En algún momento había vuelto María. Les regalé a ambos el
número de “Casa de las Américas” dedicado a Cortázar que María hojeó. Borges
tuvo palabras amables para Cortázar, una selección de cuyos cuentos aparece en
la “Biblioteca personal Jorge Luis Borges”, y recordó que él había sido el
primero en publicarle un cuento a Julio.
-Borges, quise verlo a usted en 1961, cuando vine la otra
vez a Buenos Aires. Pero usted estaba entonces en Texas. Ha pasado un cuarto de
siglo, y el tiempo me ha devastado. Por suerte los dioses, benevolentes, lo han
privado de la tristeza de verme ahora.
-¿Qué edad tiene?
-Cincuenta y cinco años.
-Pero si es un pibe, che. Yo tengo ochenta y seis.

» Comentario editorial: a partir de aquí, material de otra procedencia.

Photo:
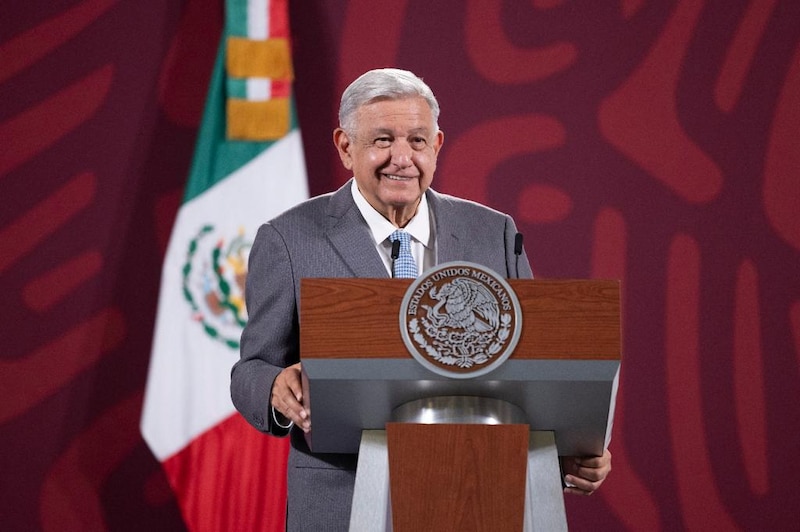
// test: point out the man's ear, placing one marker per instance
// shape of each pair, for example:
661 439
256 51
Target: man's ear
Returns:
342 142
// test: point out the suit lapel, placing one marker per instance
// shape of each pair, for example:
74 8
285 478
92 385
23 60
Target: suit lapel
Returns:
451 240
349 234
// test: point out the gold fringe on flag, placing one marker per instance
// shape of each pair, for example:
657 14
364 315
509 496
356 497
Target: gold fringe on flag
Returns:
269 58
258 121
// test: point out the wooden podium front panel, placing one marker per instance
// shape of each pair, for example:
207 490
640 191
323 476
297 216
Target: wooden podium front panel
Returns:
359 318
457 477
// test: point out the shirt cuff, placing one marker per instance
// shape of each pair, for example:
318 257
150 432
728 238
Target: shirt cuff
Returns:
280 420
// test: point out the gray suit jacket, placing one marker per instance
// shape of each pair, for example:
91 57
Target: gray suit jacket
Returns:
326 236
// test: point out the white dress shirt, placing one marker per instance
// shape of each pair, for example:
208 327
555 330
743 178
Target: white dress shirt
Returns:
420 228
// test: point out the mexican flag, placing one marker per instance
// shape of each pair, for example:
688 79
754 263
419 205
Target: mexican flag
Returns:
248 167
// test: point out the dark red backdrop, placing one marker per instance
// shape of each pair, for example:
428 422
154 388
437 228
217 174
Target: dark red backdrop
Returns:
656 142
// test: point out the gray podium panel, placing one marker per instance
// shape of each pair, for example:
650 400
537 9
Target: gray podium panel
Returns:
572 398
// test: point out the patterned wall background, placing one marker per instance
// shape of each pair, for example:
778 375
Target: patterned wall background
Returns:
657 142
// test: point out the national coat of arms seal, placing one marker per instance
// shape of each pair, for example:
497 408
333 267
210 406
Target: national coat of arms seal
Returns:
460 320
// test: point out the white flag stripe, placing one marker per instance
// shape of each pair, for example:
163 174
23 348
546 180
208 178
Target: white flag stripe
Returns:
257 19
188 386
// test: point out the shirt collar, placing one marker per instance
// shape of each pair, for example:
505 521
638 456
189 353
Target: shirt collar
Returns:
419 227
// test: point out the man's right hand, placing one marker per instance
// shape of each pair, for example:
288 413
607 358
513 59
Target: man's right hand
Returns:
287 397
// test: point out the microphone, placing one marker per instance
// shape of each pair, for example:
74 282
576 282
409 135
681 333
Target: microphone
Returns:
517 252
395 253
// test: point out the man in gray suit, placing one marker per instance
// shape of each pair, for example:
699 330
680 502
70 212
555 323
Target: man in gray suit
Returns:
389 137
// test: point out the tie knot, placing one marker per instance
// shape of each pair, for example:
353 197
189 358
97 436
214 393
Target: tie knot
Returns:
403 265
402 236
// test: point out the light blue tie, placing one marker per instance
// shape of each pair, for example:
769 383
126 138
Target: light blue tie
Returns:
403 267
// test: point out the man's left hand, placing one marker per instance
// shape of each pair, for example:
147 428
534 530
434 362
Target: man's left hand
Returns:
583 475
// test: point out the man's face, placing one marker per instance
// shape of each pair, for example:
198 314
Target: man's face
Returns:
392 154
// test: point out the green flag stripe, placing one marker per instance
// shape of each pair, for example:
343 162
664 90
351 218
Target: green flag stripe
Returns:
215 157
236 17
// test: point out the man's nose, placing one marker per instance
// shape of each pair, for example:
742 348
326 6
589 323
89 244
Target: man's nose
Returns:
401 153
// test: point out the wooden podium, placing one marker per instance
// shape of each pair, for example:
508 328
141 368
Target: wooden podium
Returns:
437 453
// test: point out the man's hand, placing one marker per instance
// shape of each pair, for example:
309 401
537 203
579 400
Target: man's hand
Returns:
583 475
287 397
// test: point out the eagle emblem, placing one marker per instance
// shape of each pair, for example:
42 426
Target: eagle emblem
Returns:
460 319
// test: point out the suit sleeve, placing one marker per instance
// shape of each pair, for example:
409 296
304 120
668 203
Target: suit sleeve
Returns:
270 339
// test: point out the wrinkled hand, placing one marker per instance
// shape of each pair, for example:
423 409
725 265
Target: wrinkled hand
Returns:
287 397
583 475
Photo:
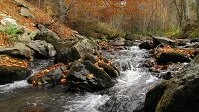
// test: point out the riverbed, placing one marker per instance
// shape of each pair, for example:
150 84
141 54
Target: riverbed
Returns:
127 95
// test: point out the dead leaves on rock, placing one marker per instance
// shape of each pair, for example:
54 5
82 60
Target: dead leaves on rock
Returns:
168 49
4 41
13 62
47 70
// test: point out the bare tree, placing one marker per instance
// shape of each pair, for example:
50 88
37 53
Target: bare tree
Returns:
197 1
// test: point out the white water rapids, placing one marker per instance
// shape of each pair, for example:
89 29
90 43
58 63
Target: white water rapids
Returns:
127 95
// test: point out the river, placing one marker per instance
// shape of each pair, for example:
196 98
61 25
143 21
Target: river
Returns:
126 96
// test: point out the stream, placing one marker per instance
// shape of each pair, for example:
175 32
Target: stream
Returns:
126 96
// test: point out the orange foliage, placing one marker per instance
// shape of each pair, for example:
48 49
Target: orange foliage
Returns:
10 8
12 62
4 41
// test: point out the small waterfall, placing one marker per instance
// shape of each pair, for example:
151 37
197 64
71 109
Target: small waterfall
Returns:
127 95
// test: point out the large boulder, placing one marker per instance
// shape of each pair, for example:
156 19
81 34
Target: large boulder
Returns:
76 51
179 94
42 48
85 76
12 69
163 41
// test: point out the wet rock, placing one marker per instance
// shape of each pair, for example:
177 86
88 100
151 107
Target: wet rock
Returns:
117 42
91 58
111 71
36 108
168 57
163 41
12 69
24 11
19 50
182 42
87 77
194 40
76 51
53 75
42 48
149 63
153 97
145 45
167 75
129 43
180 94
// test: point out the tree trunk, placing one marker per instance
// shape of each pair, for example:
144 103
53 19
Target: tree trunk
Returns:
186 10
197 10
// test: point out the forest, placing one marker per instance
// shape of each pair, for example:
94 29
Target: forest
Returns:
99 55
161 17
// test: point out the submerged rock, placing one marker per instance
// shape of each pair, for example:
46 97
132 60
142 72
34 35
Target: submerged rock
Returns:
87 77
12 69
163 41
18 50
42 48
168 57
76 51
179 94
145 45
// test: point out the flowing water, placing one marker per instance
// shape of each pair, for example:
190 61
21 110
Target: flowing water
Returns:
126 96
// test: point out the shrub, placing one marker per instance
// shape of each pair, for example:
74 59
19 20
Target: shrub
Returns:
95 29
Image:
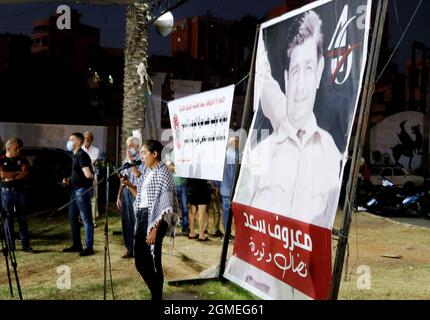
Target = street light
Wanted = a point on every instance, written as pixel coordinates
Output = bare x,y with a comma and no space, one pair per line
164,24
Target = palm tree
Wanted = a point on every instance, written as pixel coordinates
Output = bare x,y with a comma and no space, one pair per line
136,53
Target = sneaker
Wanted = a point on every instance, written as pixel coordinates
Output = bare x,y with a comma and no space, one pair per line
218,234
87,252
28,249
127,256
73,249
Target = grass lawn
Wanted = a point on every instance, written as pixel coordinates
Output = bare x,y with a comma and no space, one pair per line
407,276
38,272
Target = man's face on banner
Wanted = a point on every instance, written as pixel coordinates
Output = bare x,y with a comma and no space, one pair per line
302,81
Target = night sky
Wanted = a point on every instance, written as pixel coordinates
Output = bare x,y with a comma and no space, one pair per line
111,20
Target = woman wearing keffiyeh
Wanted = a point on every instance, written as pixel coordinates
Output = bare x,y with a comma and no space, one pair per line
156,209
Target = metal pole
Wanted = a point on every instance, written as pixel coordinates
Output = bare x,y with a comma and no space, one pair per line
366,100
246,123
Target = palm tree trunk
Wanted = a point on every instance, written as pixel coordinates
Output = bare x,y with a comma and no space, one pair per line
136,52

-Sí, pero yo vivo en el tiempo y usted está en la eternidad,
que ha historiado, así como ha refutado el tiempo.
-No, también Borges es sucesivo.
-En todo caso, de mis cincuenta y cinco años, me he pasado
cuarenta leyéndolo a usted.
-Me excuso…
-Ahora no tiene mayor mérito leerlo: ahora es usted famoso
(sea ello lo que fuere), y casi todo el mundo lo hace. Pero entonces, ¿cuántos
lectores constantes tendría usted? ¿Seiscientos? Digamos quinientos noventa y nueve
y un adolescente que buscaba con fervor los escasos libros de usted que podía
conseguir, y sus colaboraciones en la revista Sur, para leerlo en un barrio
orillero llamado La Víbora.
-¿Y dónde está ese barrio orillero?
Pensé que después de mi respuesta se acabaría la
conversación. Pero tenía que contestar.
-Ese barrio está en la ciudad de La Habana, capital de un
país llamado Cuba, cuyo régimen político yo sé que usted no aprecia demasiado.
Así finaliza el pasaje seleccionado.